The Supreme Court noted three types of specification of goods or services that might legitimately lead to an inference of bad faith. First, if there are long lists of goods or services that include some items that seem completely out of kilter with the applicant's business and the general thrust of the application (in this case, examples given were bleaching preparations, insulation materials, and whips).
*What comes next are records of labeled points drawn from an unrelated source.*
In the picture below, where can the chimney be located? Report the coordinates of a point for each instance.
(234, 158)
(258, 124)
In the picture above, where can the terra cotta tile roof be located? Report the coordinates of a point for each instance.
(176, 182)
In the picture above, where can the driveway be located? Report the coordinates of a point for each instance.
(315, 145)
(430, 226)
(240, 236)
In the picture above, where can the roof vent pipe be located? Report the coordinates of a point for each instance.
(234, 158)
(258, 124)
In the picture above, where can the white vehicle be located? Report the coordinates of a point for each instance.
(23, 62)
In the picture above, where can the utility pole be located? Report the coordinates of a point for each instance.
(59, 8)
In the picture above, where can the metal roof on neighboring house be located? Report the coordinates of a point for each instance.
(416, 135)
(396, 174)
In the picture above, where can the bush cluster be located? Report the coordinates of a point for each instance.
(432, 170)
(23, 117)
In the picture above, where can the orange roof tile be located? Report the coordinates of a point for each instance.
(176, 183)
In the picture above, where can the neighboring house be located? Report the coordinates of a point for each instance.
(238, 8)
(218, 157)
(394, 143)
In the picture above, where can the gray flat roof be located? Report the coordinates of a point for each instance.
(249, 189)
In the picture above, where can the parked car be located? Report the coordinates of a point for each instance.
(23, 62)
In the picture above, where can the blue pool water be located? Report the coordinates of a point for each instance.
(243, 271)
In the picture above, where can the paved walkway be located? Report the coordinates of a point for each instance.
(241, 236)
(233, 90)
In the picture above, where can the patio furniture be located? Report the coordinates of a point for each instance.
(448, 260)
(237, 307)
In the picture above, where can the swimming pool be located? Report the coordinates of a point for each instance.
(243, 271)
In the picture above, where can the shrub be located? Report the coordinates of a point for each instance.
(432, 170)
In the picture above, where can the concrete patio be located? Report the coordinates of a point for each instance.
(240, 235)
Secondly, there are some categories of goods or services that are just so broad that a registrant would never contemplate using its full range, and so a sub-set should usually be identified (examples given were "computer software" or "telecommunications services" in general). Thirdly, the specification of a whole Nice class of goods or services is likely to seem unrealistically broad. The way that the proprietor acts post-registration can also be relevant – for example, enforcing its trade mark against third parties in respect of a broader range of goods or services than it is using the mark for itself.
Brand-owners are advised to contact their trade mark advisers to consider the implications of the Supreme Court's judgment for their own portfolios and approach going forward. For existing registrations that arguably have over-broad classes of goods or services, there may be a vulnerability to a counter-claim for invalidity when it comes to enforcing the mark through the courts. This could have implications in terms of costs and reputational damage, although the most important elements of the mark should survive and be enforceable (i.e. it should be possible to show use or a reasonable likelihood of doing so for those elements). But likewise, if you are faced with a competitor looking to enforce against you a trade mark with over-broad specification of goods or services then you may be able to threaten a "bad faith" counter-claim for invalidity.